The theoretical treatment of the time-dependent nonadiabatic phenomena is a formidable challenge at many levels, from the description of the excited states to the time propagation of the corresponding physical properties. Given that the full quantum mechanical solution of such problems for large systems is out of question, several semi-classical approaches have been developed in the last half century to tackle the problem.

TDAP is a real-time ab initio approach for electron-nucleus dynamic simulations beyond the Born-Oppenheimer approximation, which follows Ehrenfest dynamics and represents a mean-field theory of the mixed quantum-classical system, with forces on the nuclei are averaged over many possible adiabatic electronic states induced by nuclei motion.

TDAP employs local atomic basis sets and real-time propagation of wave functions for solving the time-dependent Kohn-Sham (TDKS) equations, which endows it several advantages over available conventional methods:

  • The adoption of overwhelmingly efficient atomic orbital basis sets, which are small in size and fast in performance, enables simulations of either periodic system or a finite-sized supercell with large vacuum space without heavy calculation cost while maintaining relatively high accuracy.

  • Real time excited state trajectories are achieved with many-electron density self-consistently propagating at every electronic and nuclear steps and forces calculated from mean-field theory, offering a direct microscopic picture on the ultrafast dynamics of electrons and nuclei upon photo-excitation.

  • Relatively high efficiency for parallelization can be achieved because the occupied molecular orbitals are propagated independently at a time and can be distributed evenly over several processors with little mutual communication.

  • Photo-absorption spectra and polarizability of the computed systems can be calculated within the same scheme. Nonlinear effects can also be treated precisely.

TDAP behaves well in treating dynamic processes such as interface electron injection, electron-hole recombination and charge transfer induced chemical reactions, where a single path dominates in the reaction dynamics. However, in mean-field regime, Ehrenfest dynamics describes nuclear paths using a single averaged trajectory even when the nuclear wavefunction has broken up into distinct parts. Therefore, the approach fails to deal with situations where multiple paths are involved in the excited states, especially when state-specific nuclear trajectories are of interest. It also lacks a detailed balance for quantum electronic states For alternative strategies where trajectories other than Ehrenfest dynamics are needed to model nonadiabatic processes, the readers are referred to methods which explicitly include electronic transitions such as trajectory surface hopping.

Major features of TDAP include

  • Prediction of optical spectrum
  • To calculate optical properties of a molecule or material under investigation, one monitors the dynamic evolution of the electric dipole moment of the system after perturbation by an external field based on real-time TDDFT simulations. The optical absorbance can be obtained by fourier transform of the time evolution of dipole moments. Nonlinear optical response of molecules and materials can also be studied by explicitly looking at its field dependence.
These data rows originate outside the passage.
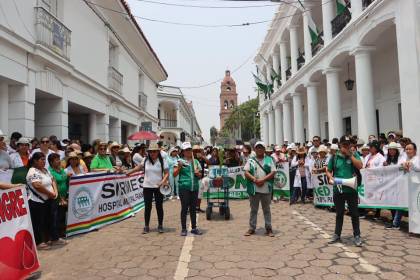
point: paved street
(298, 251)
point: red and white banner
(18, 256)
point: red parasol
(143, 135)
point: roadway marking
(349, 253)
(185, 256)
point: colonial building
(344, 67)
(76, 69)
(228, 98)
(177, 120)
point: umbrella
(143, 135)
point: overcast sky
(195, 56)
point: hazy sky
(195, 56)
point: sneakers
(335, 239)
(269, 232)
(358, 241)
(249, 232)
(196, 231)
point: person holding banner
(260, 172)
(345, 165)
(156, 173)
(189, 171)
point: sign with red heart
(18, 256)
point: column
(4, 108)
(327, 16)
(92, 127)
(266, 129)
(22, 107)
(356, 8)
(335, 120)
(298, 117)
(279, 124)
(272, 127)
(313, 110)
(276, 68)
(408, 31)
(283, 61)
(287, 121)
(366, 112)
(294, 43)
(307, 35)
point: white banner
(98, 199)
(414, 202)
(18, 256)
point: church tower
(228, 98)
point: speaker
(352, 182)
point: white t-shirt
(36, 175)
(153, 173)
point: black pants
(340, 200)
(148, 194)
(44, 218)
(188, 201)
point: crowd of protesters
(45, 166)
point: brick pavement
(298, 251)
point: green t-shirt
(343, 169)
(187, 180)
(61, 179)
(101, 162)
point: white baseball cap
(186, 145)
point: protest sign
(96, 200)
(18, 256)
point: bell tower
(228, 98)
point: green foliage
(244, 117)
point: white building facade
(76, 69)
(372, 44)
(177, 120)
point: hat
(186, 146)
(87, 154)
(259, 143)
(322, 149)
(153, 147)
(344, 140)
(364, 147)
(334, 147)
(301, 151)
(114, 144)
(23, 140)
(72, 155)
(196, 147)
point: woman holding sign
(189, 171)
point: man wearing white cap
(259, 172)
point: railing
(318, 45)
(340, 21)
(51, 33)
(142, 100)
(366, 3)
(115, 79)
(164, 123)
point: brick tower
(228, 98)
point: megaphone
(165, 190)
(352, 182)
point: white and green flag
(341, 6)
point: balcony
(51, 33)
(115, 80)
(164, 123)
(340, 21)
(142, 100)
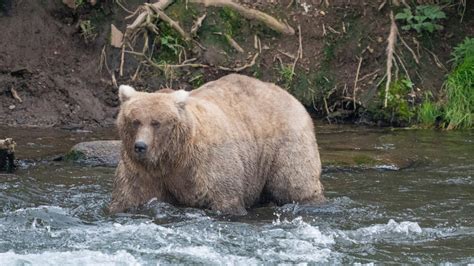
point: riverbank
(58, 69)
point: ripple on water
(80, 257)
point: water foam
(80, 257)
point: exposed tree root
(250, 13)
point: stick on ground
(250, 13)
(392, 39)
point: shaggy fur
(225, 146)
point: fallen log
(7, 155)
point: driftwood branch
(175, 25)
(197, 24)
(161, 5)
(231, 42)
(392, 39)
(7, 154)
(250, 13)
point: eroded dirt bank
(61, 79)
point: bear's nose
(140, 147)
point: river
(394, 196)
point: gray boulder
(96, 153)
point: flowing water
(410, 199)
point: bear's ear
(126, 92)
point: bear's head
(153, 126)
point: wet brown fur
(230, 142)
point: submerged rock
(96, 153)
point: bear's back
(259, 104)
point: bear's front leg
(133, 188)
(232, 206)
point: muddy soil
(61, 81)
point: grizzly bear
(225, 146)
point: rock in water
(96, 153)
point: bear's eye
(136, 123)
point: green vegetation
(455, 111)
(425, 18)
(87, 30)
(400, 109)
(428, 113)
(80, 3)
(459, 87)
(286, 74)
(197, 80)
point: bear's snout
(140, 147)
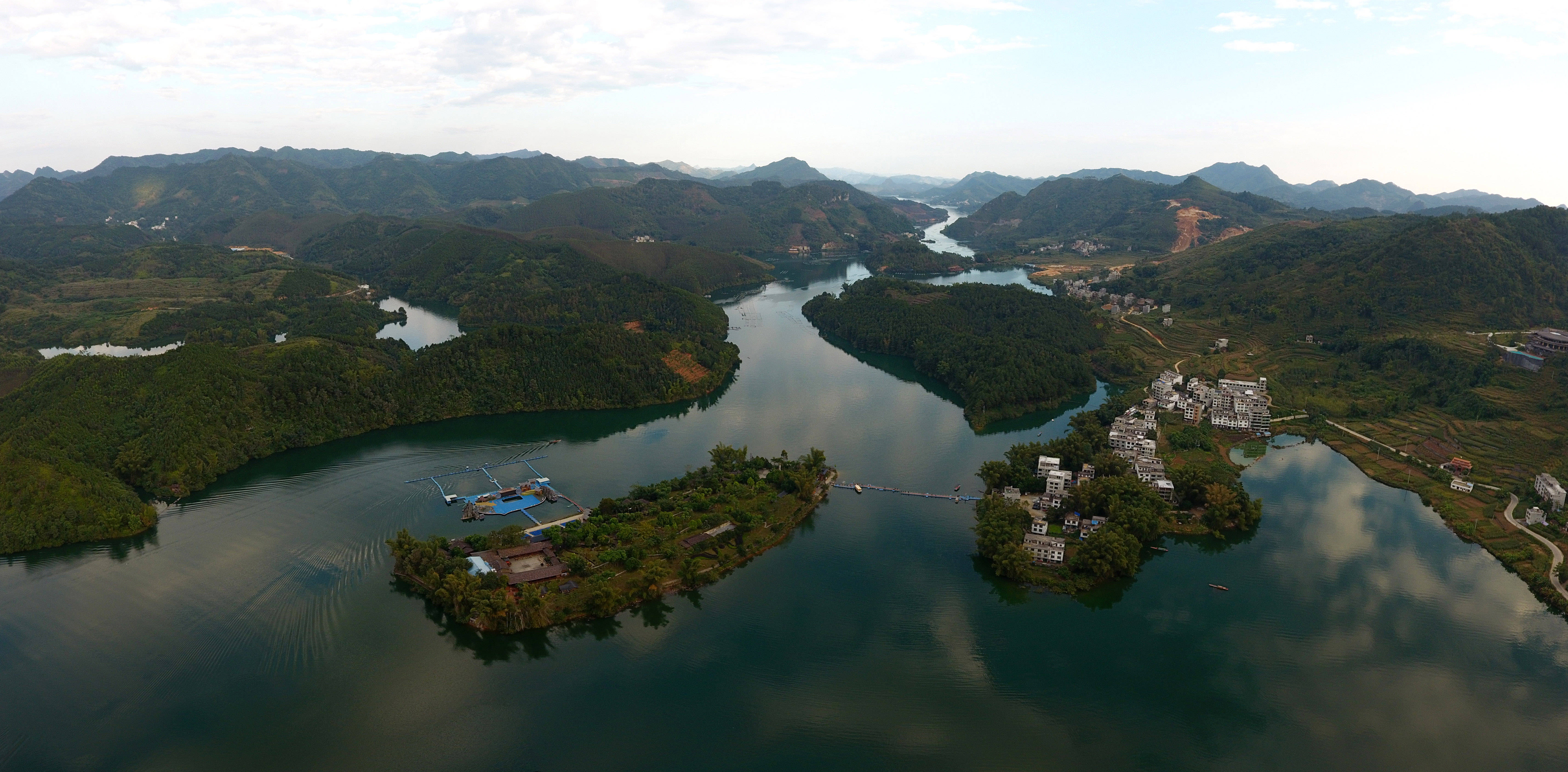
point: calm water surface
(424, 325)
(258, 627)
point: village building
(1534, 517)
(1046, 465)
(1057, 481)
(1551, 490)
(1547, 341)
(1045, 550)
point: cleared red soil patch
(686, 366)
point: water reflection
(109, 351)
(426, 325)
(1358, 633)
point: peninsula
(676, 534)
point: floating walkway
(909, 493)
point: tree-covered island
(1079, 511)
(676, 534)
(1004, 349)
(281, 352)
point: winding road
(1558, 555)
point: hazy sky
(1431, 95)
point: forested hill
(977, 189)
(1484, 272)
(204, 200)
(1004, 349)
(432, 261)
(1122, 214)
(764, 217)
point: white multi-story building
(1148, 468)
(1551, 490)
(1057, 481)
(1046, 465)
(1045, 550)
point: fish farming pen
(505, 500)
(955, 500)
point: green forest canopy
(1004, 349)
(82, 434)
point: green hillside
(1122, 214)
(433, 260)
(1487, 272)
(764, 217)
(977, 189)
(209, 200)
(546, 327)
(1004, 349)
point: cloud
(1261, 48)
(1517, 29)
(487, 49)
(1244, 21)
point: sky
(1431, 95)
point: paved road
(1558, 555)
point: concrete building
(1046, 465)
(1551, 490)
(1148, 470)
(1057, 481)
(1045, 550)
(1547, 341)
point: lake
(258, 625)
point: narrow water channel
(258, 625)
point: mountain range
(1119, 214)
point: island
(913, 256)
(1004, 349)
(1079, 511)
(281, 351)
(658, 539)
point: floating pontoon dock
(909, 493)
(505, 501)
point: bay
(258, 625)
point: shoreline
(782, 533)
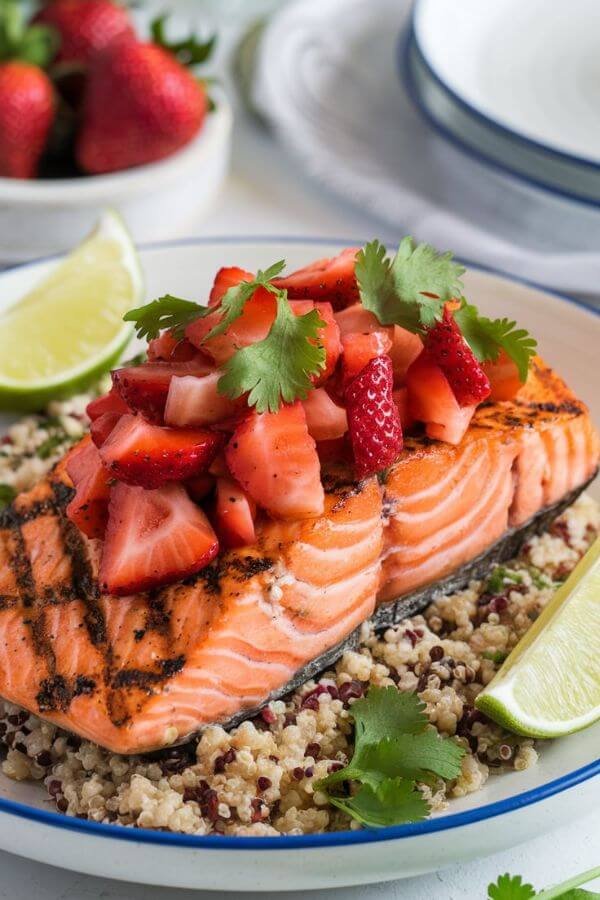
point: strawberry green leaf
(510, 887)
(166, 312)
(487, 337)
(190, 51)
(279, 368)
(392, 802)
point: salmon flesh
(140, 673)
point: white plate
(517, 83)
(510, 809)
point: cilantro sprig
(393, 750)
(512, 887)
(411, 289)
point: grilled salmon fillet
(139, 673)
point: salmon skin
(139, 673)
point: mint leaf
(487, 337)
(392, 802)
(510, 887)
(279, 368)
(233, 301)
(7, 495)
(166, 312)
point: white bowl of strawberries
(93, 116)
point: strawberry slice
(227, 277)
(504, 377)
(145, 388)
(359, 349)
(253, 325)
(447, 347)
(235, 512)
(326, 420)
(102, 427)
(373, 419)
(329, 337)
(432, 400)
(167, 347)
(89, 507)
(153, 538)
(139, 453)
(108, 403)
(197, 401)
(332, 279)
(275, 460)
(200, 486)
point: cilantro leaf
(510, 887)
(166, 312)
(393, 748)
(278, 368)
(7, 495)
(392, 802)
(487, 337)
(235, 298)
(385, 713)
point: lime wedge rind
(110, 249)
(550, 684)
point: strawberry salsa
(241, 402)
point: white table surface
(267, 195)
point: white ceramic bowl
(158, 201)
(510, 809)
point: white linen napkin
(327, 80)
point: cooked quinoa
(259, 778)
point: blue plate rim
(330, 839)
(407, 42)
(495, 124)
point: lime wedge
(550, 684)
(69, 329)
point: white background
(267, 195)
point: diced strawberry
(227, 277)
(139, 453)
(432, 401)
(235, 512)
(167, 347)
(102, 427)
(402, 404)
(504, 377)
(200, 486)
(253, 325)
(196, 401)
(111, 402)
(275, 460)
(326, 420)
(145, 388)
(447, 347)
(404, 350)
(359, 349)
(332, 279)
(373, 419)
(338, 450)
(89, 507)
(329, 337)
(356, 318)
(153, 538)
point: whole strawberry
(26, 93)
(141, 105)
(85, 26)
(447, 347)
(373, 418)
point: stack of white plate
(515, 84)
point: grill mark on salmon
(138, 673)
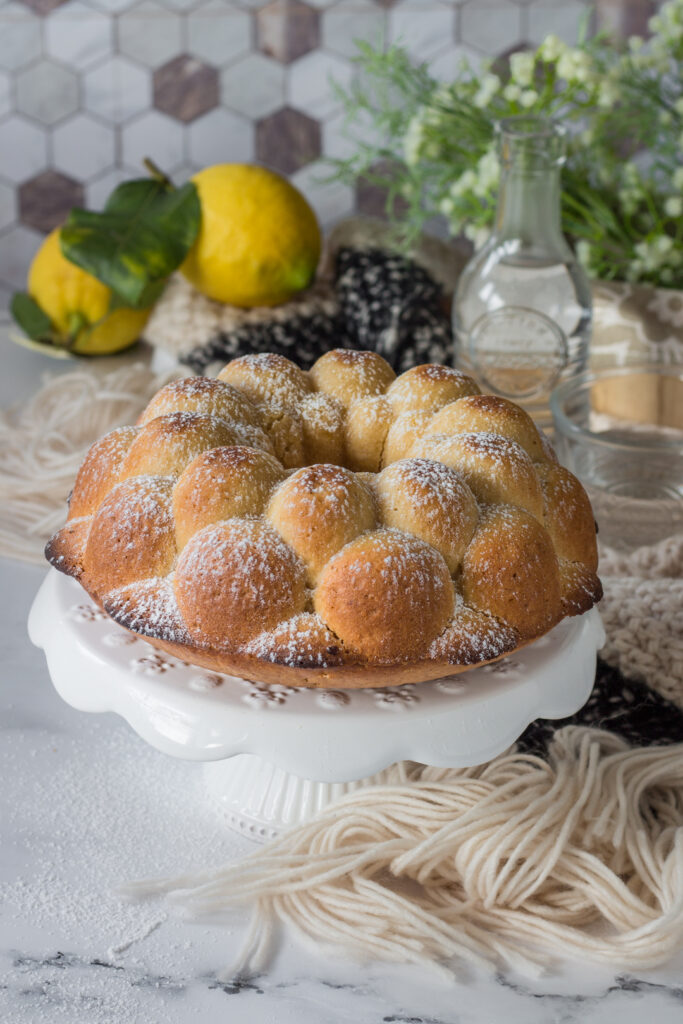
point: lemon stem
(157, 173)
(76, 323)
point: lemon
(258, 243)
(77, 304)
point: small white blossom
(413, 140)
(528, 97)
(476, 235)
(552, 47)
(584, 252)
(608, 94)
(522, 67)
(663, 244)
(574, 66)
(464, 183)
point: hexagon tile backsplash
(89, 87)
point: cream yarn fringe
(579, 855)
(42, 444)
(508, 864)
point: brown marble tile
(42, 7)
(287, 29)
(371, 199)
(287, 140)
(625, 17)
(185, 88)
(45, 201)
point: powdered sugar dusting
(148, 607)
(434, 488)
(472, 637)
(404, 566)
(244, 559)
(301, 642)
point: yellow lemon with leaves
(258, 243)
(77, 305)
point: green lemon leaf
(35, 324)
(143, 233)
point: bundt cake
(342, 526)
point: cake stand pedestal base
(278, 755)
(260, 800)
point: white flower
(663, 244)
(528, 97)
(631, 174)
(414, 140)
(522, 67)
(476, 235)
(608, 93)
(574, 66)
(584, 252)
(465, 182)
(552, 47)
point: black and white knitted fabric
(383, 301)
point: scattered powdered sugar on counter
(87, 813)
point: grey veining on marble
(71, 952)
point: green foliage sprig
(431, 144)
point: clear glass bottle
(522, 309)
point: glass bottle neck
(528, 209)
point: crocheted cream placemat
(569, 844)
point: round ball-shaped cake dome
(342, 526)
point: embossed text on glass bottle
(522, 307)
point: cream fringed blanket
(42, 444)
(579, 851)
(507, 864)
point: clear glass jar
(522, 309)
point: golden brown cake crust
(246, 524)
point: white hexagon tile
(89, 87)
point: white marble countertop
(86, 805)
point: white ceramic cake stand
(275, 755)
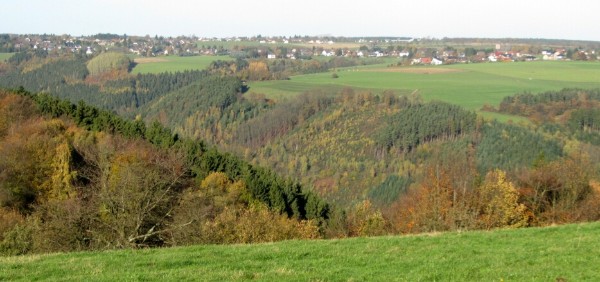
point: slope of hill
(560, 253)
(73, 177)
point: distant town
(410, 51)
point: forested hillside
(393, 163)
(73, 177)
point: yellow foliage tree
(498, 203)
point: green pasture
(279, 43)
(560, 253)
(174, 63)
(469, 85)
(5, 56)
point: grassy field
(571, 252)
(174, 63)
(231, 44)
(469, 85)
(4, 56)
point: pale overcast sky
(574, 19)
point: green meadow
(4, 56)
(174, 63)
(469, 85)
(569, 252)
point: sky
(550, 19)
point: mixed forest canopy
(357, 161)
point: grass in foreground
(571, 252)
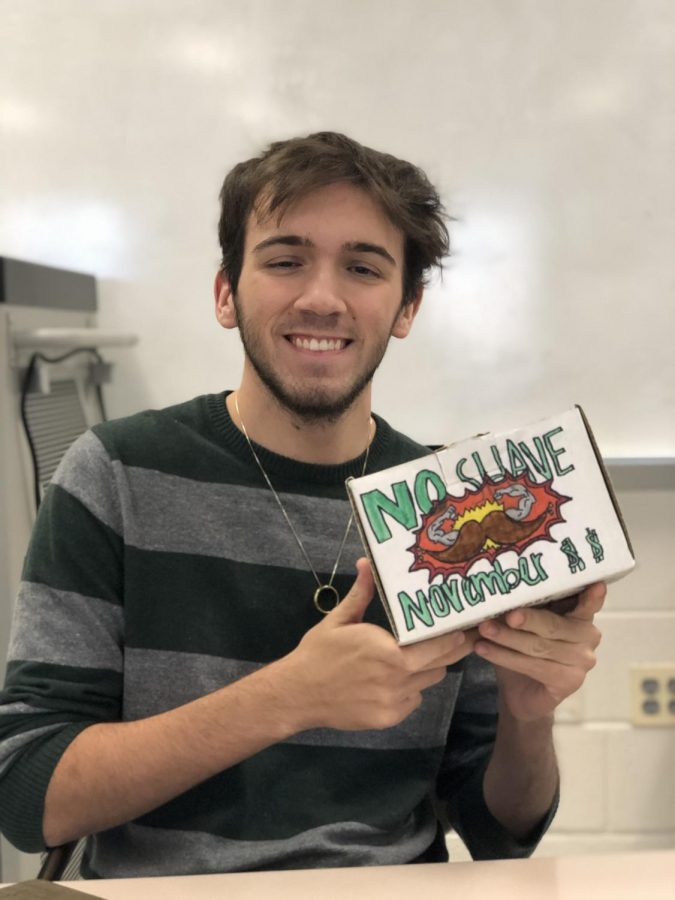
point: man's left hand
(542, 657)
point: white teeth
(318, 345)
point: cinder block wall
(618, 779)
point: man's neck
(325, 442)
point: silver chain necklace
(321, 588)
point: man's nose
(321, 293)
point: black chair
(62, 863)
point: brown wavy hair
(288, 170)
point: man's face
(318, 298)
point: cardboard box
(490, 524)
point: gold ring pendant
(317, 598)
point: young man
(183, 687)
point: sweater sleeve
(64, 668)
(469, 747)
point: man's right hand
(351, 675)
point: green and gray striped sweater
(160, 569)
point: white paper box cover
(489, 524)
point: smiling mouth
(317, 345)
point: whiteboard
(549, 128)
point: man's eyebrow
(295, 240)
(286, 240)
(365, 247)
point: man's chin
(317, 405)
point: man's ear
(407, 314)
(226, 312)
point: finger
(443, 650)
(571, 653)
(560, 679)
(354, 605)
(420, 681)
(548, 625)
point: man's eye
(365, 270)
(283, 264)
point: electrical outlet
(653, 694)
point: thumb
(353, 607)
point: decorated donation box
(489, 524)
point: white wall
(550, 128)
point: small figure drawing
(575, 562)
(596, 546)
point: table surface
(649, 875)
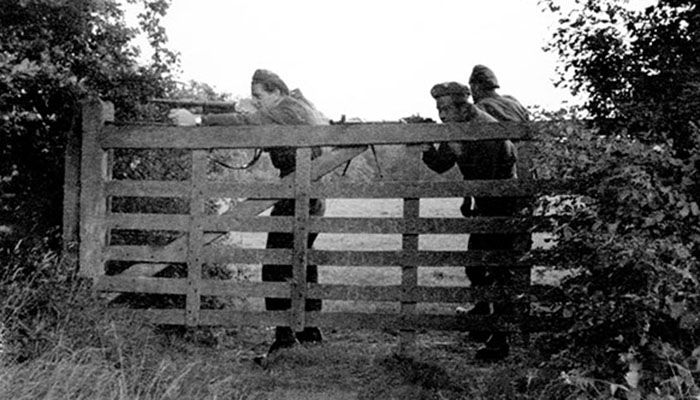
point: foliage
(635, 240)
(639, 67)
(53, 53)
(41, 295)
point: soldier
(493, 159)
(483, 84)
(276, 105)
(504, 108)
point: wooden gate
(413, 182)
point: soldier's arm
(440, 160)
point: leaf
(694, 209)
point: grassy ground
(130, 359)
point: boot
(496, 348)
(310, 335)
(284, 339)
(480, 308)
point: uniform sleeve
(440, 160)
(232, 119)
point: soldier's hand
(423, 146)
(182, 117)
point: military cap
(269, 80)
(449, 88)
(482, 76)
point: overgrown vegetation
(633, 238)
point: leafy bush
(635, 241)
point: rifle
(213, 107)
  • Ultrafast electron injection
  • Ultrafast electron and hole dynamics upon light excitation in molecular and semiconducting systems is essentially a key process in many types of photovoltaic and optoelectronic devices. This process is usually coupled to local or periodic atomic vibrations during carrier transport and relaxation processes, so both the electronic and nuclear degrees of freedom need to be considered. TDAP can be used to simulate interface electron injection dynamics.

  • Excited state molecular dynamics
  • All experimental probes activate the system to excited states for detection. However, a full description of excited states, at the atomic [molecular vibrations] and electronic [absorption and emission] level, especially the coupled ion-electron motions under strong field [quantum control] is highly challenging, but can now be tested within TDAP method.

    The following papers describe the method and practical implementation of the TDAP package:

    • C. Lian, M.X. Guan, S.Q. Hu, J. Zhang, S. Meng. Photoexcitation in solids: First-principles quantum simulations by real-time TDDFT. Adv. Theo. Simul. 1, 1800055 (2018).

    • W. Ma, J. Zhang, L. Yan, Y. Jiao, Y. Gao, S. Meng. Recent progresses in real-time local-basis implementation of time dependent density functional theory for electron-nucleus dynamics. Comp. Mater. Sci. 112, 478 (2016).

    • J. Ren, E. Kaxiras, S. Meng. Optical properties of clusters and molecules from real-time time-dependent density functional theory using a self-consistent field. Molecular Physics 108, 1829 (2010).

    • S. Meng, E. Kaxiras. Local basis-set and real time implementation of time-dependent density-functional theory for excited state dynamics simulations. J. Chem. Phys. 129, 054110 (2008).